図8及び図9に示すように、蓄電装置200では、電流遮断構造250の形態が、蓄電装置100と相違する。電流遮断構造250は、第1負極リード244と、導電板254と、第2負極リード245と、絶縁性を有する支持部材252を備えている。第1負極リード244は、導電板254の表面に接触している。第1負極リード244は、ダイアフラムを有していない(図2及び図9を参照)。第2負極リード245は、導電板254の裏面に接触している。第1負極リード244が導電板254に接触する第1領域244aと、第2負極リード245が導電板254に接触する第2領域245aの間には隙間が設けられている。なお、第1負極リード244、導電板254及び第2負極リード245の材料は、銅である。
正極集電体として、アルミニウム(Al)、ニッケル(Ni)、チタン(Ti)、ステンレス鋼又はそれらの複合材料を用いることができる。

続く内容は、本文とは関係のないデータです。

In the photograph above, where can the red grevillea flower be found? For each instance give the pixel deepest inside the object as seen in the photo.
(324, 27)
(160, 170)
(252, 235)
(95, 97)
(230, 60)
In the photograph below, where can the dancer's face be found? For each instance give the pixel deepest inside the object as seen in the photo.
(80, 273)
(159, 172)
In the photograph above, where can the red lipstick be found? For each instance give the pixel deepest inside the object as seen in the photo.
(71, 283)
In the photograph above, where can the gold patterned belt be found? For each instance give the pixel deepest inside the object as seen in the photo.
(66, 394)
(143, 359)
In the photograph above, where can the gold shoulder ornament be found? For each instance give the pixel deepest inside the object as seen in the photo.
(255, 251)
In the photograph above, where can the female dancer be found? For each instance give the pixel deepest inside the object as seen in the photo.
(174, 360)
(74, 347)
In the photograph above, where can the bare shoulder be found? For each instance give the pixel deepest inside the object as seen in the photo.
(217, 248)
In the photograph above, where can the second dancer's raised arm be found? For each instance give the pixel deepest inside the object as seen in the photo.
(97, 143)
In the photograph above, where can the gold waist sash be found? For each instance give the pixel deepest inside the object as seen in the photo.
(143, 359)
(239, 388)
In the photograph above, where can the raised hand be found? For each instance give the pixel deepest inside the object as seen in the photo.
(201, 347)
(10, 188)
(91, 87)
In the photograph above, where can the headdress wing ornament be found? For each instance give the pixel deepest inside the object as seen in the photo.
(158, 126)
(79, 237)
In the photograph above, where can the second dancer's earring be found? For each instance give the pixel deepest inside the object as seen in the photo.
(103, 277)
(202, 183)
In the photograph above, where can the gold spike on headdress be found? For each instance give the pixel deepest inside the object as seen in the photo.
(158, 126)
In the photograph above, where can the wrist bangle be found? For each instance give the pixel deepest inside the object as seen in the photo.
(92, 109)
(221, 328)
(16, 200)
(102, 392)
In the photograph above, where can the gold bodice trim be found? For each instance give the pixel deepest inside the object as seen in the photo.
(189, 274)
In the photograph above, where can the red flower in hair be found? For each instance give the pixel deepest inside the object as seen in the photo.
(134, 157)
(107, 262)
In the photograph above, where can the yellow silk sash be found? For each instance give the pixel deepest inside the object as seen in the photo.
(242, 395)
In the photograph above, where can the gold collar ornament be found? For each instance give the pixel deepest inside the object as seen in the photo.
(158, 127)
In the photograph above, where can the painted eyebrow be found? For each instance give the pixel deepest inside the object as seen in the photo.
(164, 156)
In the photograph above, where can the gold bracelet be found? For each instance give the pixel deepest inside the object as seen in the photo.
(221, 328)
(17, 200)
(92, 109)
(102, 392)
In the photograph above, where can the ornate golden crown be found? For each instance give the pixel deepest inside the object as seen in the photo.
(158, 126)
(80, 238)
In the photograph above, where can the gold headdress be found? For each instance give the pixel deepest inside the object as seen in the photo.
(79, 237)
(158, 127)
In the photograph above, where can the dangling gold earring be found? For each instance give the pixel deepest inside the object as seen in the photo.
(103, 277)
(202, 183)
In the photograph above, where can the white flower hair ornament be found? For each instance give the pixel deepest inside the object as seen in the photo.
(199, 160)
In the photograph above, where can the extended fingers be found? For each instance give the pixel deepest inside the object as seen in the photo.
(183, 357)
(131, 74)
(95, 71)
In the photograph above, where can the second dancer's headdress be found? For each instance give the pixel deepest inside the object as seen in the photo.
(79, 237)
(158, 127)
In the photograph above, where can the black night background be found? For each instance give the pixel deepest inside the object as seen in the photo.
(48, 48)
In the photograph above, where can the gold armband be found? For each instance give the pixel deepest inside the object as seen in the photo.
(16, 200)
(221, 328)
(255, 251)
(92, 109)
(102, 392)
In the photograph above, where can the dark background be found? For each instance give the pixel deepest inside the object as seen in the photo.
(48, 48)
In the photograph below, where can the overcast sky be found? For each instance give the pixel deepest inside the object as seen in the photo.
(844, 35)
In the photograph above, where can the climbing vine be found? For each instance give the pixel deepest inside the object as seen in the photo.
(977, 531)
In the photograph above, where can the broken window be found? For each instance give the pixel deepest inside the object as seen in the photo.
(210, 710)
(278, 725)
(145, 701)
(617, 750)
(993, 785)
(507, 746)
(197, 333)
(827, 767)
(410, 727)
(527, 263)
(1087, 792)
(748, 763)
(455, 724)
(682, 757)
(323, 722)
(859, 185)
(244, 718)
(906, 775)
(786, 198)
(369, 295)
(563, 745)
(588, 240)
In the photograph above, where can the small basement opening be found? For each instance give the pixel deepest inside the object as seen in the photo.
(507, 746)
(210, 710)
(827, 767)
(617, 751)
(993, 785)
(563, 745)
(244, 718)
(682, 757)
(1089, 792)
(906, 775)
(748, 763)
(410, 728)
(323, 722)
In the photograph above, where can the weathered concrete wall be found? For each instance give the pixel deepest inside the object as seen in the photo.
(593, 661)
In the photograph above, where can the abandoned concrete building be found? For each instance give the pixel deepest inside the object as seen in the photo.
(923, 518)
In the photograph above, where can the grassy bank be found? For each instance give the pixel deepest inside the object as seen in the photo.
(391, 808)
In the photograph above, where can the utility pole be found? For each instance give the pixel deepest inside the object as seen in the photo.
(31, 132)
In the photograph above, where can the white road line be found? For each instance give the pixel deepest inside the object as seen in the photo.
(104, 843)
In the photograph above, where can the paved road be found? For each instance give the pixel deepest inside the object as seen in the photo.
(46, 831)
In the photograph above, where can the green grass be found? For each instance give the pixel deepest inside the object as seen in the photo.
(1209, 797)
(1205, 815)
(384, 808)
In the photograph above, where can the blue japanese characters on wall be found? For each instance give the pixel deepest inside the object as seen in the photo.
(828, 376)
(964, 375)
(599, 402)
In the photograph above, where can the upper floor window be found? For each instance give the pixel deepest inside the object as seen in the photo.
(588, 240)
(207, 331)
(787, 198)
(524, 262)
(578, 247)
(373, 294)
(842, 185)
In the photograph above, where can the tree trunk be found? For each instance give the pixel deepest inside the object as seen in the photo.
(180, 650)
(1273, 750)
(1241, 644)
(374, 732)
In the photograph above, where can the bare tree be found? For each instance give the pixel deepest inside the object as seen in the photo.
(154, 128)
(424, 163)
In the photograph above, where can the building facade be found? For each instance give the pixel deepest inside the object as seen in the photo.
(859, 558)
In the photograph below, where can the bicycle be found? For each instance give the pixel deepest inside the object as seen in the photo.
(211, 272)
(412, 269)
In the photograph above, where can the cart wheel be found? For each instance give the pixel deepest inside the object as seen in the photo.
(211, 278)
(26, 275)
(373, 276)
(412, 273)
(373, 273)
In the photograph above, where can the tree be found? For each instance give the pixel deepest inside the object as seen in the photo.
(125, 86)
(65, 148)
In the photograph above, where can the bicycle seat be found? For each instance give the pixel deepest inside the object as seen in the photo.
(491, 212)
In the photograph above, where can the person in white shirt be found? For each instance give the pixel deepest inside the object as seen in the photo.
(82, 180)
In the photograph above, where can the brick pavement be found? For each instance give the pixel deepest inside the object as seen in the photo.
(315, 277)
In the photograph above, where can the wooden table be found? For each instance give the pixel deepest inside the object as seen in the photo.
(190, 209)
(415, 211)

特に、アルミニウム又はアルミニウムを含む複合材料であることが好ましい。
正極活物質は、リチウムイオンが侵入及び脱離可能な材料であればよく、Li2MnO3、Li(NiCoMn)0.33O2、Li(NiMn)0.5O2、LiMn2O4、LiMnO2、LiNiO2、LiCoO2、LiNi0.8Co0.15Al0.05O2、Li2MnO2、LiMn2O4等を使用することができる。また、正極活物質としてリチウム、ナトリウム等のアルカリ金属、あるいは、硫黄などを用いることもできる。これらは1種単独で使用してもよいし、2種以上を併用して用いてもよい。正極活物質は、必要に応じて導電材,結着剤等とともに正極集電体に塗布される。
負極集電体として、銅(Cu)又は銅を含む複合材料(銅合金)を使用することが好ましい。銅は高い導電性を有しており、負極集電体の電気抵抗を低減することができる。
負極活物質として、リチウムイオンが侵入及び脱離可能な材料を用いる。リチウム(Li)、ナトリウム(Na)等のアルカリ金属、アルカリ金属を含む遷移金属酸化物、天然黒鉛、メソカーボンマイクロビーズ、高配向性グラファイト、ハードカーボン、ソフトカーボン等の炭素材料、シリコン単体又はシリコン含有合金又はシリコン含有酸化物を使用することができる。なお、負極活物質は、電池容量を向上させるため、リチウム(Li)を含まない材料であることが特に好ましい。負極活物質は、必要に応じて導電材,結着剤等とともに負極集電体に塗布される。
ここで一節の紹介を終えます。